Tenants frequently make broad and unsupported allegations despite failing to report issues, refusing access, or not acting in a tenant-like manner in their use of the property, says Taylor.In small claims, each side pays its own costs, but in fast track, claimant solicitors can recover large fees, even when tenants receive only modest compensation. “We are seeing examples where a tenant is paid £4,000, a quarter of that is deducted plus VAT, and then a costs claim of more than £22,000 lands on the landlord’s desk. So, the tenant ended up with just £2,800 while the solicitor received £23,000. Such figures are no longer unusual.”
Claims
Meanwhile, Rent Repayment Order applications are frequently accompanied by deposit protection claims and/or housing disrepair claims, creating the complication of parallel proceedings across the First Tier Tribunal and County Court.
“Consolidating these matters within the First Tier Tribunal as a single jurisdiction would be a far more sensible and effective reform,” he suggests. “Strengthening the tribunal system and expanding its remit would allow experienced property specialists, who deal with housing matters daily, to determine these disputes rather than relying on generalist judges with no property specialisation.”
Higher
While the Renters’ Rights Act should encourage higher standards of discipline, responsibility, and record keeping, it also creates opportunities for those seeking to monetise the system, adds Taylor.

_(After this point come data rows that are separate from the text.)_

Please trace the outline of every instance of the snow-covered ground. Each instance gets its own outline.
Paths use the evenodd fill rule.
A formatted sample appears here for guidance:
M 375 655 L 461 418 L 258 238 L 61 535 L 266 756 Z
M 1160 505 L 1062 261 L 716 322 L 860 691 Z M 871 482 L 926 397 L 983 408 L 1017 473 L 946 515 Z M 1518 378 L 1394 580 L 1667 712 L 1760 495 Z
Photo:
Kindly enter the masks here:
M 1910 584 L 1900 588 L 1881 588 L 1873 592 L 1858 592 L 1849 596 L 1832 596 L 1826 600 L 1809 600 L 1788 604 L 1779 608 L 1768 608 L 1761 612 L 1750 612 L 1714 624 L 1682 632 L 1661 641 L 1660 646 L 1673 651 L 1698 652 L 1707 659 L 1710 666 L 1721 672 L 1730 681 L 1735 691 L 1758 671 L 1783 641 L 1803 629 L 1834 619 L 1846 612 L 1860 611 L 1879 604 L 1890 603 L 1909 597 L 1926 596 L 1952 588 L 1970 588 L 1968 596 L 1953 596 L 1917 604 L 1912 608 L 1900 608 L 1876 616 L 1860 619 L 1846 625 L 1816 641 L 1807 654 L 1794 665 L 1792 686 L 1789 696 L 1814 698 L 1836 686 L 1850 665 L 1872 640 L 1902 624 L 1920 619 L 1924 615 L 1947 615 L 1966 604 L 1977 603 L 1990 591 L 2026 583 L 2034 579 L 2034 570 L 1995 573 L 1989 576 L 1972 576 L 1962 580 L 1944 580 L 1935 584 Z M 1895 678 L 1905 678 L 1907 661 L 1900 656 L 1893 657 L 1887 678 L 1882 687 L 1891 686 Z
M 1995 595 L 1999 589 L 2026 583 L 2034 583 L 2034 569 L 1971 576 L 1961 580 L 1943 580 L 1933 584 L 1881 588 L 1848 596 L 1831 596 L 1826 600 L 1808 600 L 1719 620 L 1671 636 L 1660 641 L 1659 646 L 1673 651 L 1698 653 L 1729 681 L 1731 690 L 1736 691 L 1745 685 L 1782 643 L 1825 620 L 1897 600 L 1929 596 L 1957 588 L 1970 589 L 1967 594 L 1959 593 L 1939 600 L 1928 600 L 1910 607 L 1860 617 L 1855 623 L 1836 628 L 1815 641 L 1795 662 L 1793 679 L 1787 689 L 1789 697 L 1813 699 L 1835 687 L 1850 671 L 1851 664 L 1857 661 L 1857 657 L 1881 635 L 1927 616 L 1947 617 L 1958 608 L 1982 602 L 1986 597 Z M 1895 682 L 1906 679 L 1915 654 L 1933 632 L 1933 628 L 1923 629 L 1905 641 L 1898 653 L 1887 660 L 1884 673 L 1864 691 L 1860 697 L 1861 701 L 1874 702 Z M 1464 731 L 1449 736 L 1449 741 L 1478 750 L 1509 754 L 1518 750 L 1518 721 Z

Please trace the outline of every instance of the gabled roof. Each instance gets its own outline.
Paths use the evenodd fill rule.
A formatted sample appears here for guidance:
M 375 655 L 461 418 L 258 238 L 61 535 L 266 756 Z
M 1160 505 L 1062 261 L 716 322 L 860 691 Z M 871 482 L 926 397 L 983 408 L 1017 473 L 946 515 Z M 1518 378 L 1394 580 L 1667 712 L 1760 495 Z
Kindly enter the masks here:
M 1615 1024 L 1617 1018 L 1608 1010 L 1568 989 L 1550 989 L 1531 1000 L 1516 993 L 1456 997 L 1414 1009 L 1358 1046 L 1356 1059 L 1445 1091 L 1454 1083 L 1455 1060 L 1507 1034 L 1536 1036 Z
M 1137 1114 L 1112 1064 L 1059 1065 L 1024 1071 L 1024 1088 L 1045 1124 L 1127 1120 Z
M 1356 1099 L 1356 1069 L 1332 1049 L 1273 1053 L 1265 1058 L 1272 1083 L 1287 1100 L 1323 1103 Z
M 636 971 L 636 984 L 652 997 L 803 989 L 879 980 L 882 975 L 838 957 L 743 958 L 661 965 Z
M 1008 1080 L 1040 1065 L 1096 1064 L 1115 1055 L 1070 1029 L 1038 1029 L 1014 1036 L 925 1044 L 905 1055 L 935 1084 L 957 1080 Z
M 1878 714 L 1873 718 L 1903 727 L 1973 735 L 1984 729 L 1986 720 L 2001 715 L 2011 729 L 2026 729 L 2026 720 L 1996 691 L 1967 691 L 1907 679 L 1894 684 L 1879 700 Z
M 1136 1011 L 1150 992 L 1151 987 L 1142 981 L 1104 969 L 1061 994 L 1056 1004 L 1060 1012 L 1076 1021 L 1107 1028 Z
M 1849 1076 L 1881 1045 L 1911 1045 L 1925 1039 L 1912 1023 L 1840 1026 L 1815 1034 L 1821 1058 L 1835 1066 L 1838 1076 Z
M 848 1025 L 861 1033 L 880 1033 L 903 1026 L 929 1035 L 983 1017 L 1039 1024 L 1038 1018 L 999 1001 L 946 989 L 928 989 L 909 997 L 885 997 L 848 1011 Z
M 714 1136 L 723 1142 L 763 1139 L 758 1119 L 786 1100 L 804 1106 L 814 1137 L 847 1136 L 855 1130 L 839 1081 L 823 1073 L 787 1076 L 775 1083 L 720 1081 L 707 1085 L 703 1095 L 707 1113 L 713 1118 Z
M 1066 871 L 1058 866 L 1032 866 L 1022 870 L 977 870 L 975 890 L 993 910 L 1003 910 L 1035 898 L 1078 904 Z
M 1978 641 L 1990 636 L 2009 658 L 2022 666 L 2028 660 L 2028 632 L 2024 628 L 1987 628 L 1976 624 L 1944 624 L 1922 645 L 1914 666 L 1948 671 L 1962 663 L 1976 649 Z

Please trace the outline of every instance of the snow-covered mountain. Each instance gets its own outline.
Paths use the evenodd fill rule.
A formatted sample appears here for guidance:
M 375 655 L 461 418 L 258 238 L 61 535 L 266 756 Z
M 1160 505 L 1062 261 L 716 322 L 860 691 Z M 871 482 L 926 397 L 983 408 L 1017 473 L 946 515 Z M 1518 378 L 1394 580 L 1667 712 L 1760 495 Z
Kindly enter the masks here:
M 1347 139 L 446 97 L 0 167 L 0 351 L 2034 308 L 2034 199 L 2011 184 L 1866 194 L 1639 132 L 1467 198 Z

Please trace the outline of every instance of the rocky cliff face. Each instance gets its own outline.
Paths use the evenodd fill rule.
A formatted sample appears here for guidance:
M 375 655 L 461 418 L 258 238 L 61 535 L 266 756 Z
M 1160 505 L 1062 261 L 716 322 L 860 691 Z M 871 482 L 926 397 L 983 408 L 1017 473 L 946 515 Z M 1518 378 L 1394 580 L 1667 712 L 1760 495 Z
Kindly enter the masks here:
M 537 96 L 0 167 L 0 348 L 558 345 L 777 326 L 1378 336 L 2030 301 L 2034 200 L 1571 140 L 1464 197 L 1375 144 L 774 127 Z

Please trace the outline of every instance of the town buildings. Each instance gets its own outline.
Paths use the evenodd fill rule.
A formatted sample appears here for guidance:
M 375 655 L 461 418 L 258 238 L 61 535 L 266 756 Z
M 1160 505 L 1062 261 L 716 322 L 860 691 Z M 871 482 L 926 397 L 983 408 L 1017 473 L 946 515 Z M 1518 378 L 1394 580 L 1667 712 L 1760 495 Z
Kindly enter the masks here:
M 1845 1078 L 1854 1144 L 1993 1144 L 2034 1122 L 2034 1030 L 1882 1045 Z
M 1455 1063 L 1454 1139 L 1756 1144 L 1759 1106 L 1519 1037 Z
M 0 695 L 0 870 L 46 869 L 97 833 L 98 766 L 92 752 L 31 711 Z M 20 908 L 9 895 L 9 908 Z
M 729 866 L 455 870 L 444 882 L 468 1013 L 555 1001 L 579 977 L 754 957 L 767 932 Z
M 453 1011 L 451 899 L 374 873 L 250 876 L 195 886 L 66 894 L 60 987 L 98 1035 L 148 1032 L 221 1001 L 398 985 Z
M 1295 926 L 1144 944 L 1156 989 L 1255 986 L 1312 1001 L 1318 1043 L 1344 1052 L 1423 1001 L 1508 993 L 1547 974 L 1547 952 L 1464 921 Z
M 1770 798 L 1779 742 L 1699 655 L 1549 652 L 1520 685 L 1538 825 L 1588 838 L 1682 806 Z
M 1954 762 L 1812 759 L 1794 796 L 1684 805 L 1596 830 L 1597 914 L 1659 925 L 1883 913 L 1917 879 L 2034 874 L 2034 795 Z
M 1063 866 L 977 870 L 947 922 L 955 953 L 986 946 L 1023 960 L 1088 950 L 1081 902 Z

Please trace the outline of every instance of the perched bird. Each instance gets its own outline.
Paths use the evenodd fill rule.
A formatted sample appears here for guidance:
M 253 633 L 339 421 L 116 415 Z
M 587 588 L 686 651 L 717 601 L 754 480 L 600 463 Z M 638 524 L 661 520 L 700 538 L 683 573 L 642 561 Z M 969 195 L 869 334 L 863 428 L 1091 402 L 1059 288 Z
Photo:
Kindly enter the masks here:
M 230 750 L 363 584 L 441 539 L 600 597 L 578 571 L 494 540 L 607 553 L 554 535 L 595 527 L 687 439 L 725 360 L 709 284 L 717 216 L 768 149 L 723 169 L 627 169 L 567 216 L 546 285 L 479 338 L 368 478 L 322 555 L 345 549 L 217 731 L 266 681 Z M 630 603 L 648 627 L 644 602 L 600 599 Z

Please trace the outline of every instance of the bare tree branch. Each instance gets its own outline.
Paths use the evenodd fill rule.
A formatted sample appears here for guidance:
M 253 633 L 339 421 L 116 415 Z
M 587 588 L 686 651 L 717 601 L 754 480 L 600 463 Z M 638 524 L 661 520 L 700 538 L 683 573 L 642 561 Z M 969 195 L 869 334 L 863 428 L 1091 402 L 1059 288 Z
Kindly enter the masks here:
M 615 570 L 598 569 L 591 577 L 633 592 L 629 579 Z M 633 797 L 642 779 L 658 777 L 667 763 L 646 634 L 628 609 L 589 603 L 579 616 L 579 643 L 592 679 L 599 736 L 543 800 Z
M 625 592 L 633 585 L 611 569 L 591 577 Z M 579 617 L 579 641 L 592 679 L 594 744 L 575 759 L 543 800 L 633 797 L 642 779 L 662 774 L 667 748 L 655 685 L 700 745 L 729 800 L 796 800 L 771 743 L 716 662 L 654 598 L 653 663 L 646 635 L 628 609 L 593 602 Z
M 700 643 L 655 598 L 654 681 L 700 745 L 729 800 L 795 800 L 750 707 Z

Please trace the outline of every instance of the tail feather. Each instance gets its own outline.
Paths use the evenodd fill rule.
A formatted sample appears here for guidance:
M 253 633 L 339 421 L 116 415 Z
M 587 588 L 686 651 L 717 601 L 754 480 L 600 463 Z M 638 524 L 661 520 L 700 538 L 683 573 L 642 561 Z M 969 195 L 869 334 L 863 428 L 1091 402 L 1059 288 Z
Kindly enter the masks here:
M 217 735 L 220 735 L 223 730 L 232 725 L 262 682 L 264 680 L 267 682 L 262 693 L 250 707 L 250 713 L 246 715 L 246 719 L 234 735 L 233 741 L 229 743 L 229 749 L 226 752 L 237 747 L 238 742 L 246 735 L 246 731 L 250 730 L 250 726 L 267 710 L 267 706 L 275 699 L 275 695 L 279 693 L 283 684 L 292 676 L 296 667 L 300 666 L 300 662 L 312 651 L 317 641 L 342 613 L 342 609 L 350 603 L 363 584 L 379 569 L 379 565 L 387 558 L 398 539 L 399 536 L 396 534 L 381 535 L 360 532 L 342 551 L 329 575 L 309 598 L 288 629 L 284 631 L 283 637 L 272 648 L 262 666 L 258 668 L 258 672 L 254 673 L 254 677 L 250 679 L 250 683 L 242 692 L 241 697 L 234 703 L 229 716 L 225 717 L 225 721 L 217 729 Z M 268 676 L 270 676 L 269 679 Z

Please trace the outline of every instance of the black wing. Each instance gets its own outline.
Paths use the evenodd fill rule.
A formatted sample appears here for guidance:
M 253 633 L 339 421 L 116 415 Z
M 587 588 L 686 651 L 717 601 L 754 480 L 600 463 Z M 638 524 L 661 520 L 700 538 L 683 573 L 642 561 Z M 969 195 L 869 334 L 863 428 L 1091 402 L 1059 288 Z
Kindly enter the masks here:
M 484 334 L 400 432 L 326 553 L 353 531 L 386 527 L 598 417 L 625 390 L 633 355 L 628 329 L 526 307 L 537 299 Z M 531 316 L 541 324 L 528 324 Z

Alternative dispute resolution is the way forward, but there are gaps, says Sean Hooker, head of redress at Property Redress (pictured).
Agents

“The current agent redress schemes currently deal with the complainants against agents delivering the service of repairs and maintenance,” he tells LandlordZONE. “Ultimately however the landlord is responsible for the condition of the property structure and the putting any issues right. This is why we called for the introduction of an ombudsman that holds landlords accountable. Any such service should be free and accessible to a tenant and does not need an intermediate, creaming off a percentage of the claim or charging a fee. The inquisitorial powers of redress can effectively determine whether a dispute is genuine and determine where any liability lies.”
Hooker hopes the new body will utilise the tools of mediation and early resolution for effective, fast and affordable outcomes. “We agree that if alternative dispute resolution fails, the tribunal system is the next best step, with court as the last resort. When lawyers get involved, they tend to want to turn a case into War and Peace - and often more war than peace.”